Lambda will search for the lambda_handler function within the Python file and will execute it with two variables (event & context).

event is the data payload that is sent to the function when it is fired. context is the environment variables of AWS. This contains infrastructure information like the cognito user id. For now, our API will not require any input, so we can clean the function a bit.

import json  
def lambda_handler(event, context):  
    return "Hello world!";

There we go! Much simpler than the previous example.

Let’s connect to the DB and get some data! The boto3 library is always included within the environment, so we can directly start using it by importing. We don’t need to set up another environment for it.

import boto3  
import json  
def lambda_handler(event, context):  
    dynamo = boto3.resource('dynamodb').Table("movies")
    db_response = dynamo.scan()
    return db_response[0]

Duration: 1119.91 ms Billed Duration: 1200 ms

The response coming from the DynamoDB is quite nice, so we will not touch it for now. It is time to let others know about our Lambda function! We have to make an API endpoint to fire this function. In other words, when someone will call that endpoint, our function will run and return the generated data.
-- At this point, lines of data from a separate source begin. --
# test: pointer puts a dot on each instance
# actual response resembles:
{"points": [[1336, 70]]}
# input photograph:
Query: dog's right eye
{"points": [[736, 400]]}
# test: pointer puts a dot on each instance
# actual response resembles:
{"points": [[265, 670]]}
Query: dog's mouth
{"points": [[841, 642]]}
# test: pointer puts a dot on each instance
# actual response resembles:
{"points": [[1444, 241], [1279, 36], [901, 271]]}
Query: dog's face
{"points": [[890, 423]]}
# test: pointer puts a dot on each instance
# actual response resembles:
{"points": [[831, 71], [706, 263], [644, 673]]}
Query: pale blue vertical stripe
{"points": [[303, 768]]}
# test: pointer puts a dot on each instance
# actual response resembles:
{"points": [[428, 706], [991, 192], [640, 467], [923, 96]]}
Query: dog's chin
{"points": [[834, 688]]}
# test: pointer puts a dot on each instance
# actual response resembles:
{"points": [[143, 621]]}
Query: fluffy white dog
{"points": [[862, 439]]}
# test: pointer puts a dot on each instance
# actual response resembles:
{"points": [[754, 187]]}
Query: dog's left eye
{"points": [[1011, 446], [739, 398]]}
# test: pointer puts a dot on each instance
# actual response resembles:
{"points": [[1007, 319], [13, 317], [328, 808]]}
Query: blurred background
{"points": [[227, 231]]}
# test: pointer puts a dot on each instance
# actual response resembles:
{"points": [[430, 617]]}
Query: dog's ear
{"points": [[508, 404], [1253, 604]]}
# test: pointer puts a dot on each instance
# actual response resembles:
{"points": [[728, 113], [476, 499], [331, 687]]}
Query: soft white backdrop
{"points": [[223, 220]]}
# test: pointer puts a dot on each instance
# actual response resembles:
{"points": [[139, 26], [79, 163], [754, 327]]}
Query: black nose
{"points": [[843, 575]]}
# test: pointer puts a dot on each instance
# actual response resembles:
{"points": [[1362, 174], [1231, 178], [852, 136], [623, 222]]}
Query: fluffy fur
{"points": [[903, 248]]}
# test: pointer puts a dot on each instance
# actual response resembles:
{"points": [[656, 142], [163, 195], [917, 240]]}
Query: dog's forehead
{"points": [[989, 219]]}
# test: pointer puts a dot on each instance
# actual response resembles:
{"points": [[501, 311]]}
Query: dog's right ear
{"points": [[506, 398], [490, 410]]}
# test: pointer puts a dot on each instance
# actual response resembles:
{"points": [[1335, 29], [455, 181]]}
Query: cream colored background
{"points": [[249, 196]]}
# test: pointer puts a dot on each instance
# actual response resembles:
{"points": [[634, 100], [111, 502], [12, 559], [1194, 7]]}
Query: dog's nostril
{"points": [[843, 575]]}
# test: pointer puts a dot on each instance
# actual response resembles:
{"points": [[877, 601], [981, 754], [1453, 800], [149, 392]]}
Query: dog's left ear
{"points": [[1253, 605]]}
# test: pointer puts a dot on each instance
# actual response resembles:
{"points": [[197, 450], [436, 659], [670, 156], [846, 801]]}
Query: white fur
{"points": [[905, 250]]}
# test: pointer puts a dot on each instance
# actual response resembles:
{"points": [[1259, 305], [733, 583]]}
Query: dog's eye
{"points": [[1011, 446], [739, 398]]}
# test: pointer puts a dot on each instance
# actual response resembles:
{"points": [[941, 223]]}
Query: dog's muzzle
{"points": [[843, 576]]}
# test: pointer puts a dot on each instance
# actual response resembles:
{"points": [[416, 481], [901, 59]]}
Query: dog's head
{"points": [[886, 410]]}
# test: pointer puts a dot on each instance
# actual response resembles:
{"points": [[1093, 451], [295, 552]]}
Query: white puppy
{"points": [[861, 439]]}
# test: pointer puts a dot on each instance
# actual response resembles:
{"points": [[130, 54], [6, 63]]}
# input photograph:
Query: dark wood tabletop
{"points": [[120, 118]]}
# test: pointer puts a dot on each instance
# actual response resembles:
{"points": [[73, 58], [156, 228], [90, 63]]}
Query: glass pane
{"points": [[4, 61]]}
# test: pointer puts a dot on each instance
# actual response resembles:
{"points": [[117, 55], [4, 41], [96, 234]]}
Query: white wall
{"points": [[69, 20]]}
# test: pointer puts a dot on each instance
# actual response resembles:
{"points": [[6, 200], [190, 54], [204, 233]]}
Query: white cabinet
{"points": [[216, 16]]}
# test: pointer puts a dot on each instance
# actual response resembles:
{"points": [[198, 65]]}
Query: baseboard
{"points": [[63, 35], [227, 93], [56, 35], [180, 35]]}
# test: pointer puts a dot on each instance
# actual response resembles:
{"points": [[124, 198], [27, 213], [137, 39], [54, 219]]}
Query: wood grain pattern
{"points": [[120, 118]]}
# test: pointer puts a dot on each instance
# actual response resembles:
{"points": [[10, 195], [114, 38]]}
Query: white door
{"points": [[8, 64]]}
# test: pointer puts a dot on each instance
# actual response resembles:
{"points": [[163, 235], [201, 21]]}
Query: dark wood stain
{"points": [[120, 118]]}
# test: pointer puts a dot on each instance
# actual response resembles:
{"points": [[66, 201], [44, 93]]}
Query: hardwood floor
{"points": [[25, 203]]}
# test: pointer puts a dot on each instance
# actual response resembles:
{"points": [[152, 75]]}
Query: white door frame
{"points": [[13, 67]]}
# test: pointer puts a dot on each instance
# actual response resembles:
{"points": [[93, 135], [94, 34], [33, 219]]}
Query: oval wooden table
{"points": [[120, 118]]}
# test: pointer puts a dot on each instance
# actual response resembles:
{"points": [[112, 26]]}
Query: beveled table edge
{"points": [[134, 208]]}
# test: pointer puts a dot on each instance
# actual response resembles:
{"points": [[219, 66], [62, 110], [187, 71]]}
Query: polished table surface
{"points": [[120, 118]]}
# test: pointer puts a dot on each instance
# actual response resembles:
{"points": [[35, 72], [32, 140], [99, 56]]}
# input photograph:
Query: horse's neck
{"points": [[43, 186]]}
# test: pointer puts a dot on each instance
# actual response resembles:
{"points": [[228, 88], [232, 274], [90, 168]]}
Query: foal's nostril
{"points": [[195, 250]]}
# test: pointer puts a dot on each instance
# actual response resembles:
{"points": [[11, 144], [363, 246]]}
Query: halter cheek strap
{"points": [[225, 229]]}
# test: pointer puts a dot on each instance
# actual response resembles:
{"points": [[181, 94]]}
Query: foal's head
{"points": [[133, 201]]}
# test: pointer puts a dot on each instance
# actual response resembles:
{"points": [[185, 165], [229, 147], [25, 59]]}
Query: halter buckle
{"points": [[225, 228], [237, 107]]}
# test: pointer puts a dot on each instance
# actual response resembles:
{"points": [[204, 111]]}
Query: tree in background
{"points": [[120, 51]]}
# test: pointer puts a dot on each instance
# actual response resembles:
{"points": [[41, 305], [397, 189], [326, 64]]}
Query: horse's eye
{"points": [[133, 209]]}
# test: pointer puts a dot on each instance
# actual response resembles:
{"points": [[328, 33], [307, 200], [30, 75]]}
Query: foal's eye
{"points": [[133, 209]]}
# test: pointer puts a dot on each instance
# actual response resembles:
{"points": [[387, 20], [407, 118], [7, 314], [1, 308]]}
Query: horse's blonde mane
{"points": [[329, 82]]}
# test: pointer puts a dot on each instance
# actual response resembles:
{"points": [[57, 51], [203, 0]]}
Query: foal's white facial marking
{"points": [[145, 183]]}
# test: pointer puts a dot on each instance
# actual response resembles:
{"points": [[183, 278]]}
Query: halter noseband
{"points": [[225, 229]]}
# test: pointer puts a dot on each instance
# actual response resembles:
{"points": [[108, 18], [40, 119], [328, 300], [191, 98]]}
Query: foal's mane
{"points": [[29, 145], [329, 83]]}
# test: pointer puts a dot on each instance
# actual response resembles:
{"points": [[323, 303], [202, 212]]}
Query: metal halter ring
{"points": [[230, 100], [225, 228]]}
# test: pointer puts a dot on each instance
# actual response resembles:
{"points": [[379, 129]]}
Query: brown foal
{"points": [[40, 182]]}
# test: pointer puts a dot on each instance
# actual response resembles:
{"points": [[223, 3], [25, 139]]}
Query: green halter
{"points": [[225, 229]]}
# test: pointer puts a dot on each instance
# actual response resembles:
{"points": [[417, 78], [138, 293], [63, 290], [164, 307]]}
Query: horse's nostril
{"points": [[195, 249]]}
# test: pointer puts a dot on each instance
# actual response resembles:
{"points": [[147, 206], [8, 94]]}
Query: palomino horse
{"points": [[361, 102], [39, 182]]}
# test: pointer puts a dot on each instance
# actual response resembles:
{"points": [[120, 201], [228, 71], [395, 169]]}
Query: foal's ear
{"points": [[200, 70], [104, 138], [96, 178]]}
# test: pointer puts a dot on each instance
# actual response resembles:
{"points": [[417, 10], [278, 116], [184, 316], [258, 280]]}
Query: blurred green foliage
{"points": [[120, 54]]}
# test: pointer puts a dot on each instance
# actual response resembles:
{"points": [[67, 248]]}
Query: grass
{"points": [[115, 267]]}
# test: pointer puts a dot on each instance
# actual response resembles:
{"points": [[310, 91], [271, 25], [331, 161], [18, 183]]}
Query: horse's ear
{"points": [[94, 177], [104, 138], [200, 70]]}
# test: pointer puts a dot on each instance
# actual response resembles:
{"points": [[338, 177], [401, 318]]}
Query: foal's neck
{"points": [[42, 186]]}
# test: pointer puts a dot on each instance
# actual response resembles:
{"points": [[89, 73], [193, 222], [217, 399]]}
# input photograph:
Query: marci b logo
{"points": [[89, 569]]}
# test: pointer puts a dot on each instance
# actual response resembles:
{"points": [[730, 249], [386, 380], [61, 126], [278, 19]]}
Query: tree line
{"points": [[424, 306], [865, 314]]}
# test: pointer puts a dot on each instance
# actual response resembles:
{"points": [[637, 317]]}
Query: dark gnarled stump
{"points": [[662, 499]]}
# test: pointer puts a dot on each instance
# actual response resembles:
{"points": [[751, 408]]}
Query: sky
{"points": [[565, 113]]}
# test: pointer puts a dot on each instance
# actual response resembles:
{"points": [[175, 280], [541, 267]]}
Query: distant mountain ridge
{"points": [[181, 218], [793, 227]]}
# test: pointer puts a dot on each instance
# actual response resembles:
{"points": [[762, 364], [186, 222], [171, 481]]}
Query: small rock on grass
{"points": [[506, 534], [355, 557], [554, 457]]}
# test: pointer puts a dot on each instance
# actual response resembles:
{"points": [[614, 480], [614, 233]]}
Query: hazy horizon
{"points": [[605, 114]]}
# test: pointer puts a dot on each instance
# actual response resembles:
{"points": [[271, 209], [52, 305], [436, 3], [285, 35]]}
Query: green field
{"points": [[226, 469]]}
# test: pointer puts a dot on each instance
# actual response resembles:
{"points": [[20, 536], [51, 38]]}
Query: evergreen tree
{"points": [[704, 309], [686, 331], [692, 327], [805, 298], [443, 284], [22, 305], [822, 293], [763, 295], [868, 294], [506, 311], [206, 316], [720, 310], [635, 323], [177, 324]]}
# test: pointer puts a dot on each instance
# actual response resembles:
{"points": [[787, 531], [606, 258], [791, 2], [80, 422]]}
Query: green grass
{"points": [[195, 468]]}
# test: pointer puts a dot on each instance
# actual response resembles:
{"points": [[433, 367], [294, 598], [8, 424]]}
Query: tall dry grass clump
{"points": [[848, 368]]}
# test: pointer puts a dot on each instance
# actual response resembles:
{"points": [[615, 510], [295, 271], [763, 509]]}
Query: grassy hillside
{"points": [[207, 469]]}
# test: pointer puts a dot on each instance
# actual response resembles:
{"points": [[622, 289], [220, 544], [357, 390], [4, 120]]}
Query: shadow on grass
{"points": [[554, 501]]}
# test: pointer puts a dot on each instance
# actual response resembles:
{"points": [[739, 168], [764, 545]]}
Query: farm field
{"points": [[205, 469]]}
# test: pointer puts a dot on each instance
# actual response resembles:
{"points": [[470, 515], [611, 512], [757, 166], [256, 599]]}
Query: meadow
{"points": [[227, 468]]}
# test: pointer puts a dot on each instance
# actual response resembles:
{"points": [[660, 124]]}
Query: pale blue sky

Let's save our function and move to the API Gateway interface.

Creating an API endpoint

API Gateway is a bit more complex than the Lambda interface.

Lets create a new API,

We should choose a name and a simple description, none of those will be visible to users, so they are only for your use.

First, we start by creating a resource: The resource will be the name of your endpoint. We are using "trailers" as the resource name.

Now we need to add a method to this resource. The method can be GET, POST or other common HTTP verbs. As we are making a list page, our method will obviously be GET.

Here comes the tricky part: do not forget to click on that little checkmark in order to create the method.

Now we have to connect this endpoint to a Lambda function. First, you need to choose a region, and then enter the name of the function. Surprisingly, the function name autocompletes here. Thanks Amazon!

Click "Save" and you are done. Now we just need to deploy the API.

Now we have a base API URL!

https://opvv77i806.execute-api.us-east-1.amazonaws.com/prod

Let's add the resource name to the end:

https://opvv77i806.execute-api.us-east-1.amazonaws.com/prod/trailers

And call this URL

Enjoy your new API that works without a server.

Final Words

Although the dashboard and documentation is still a bit immature, we really liked both the philosophy behind Lambda and its performance. We started using it both for serving simple APIs and managing different AWS services. It is a great tool for heavy projects, as well as hack day projects. We definitely recommend giving it a try and seeing it for yourself.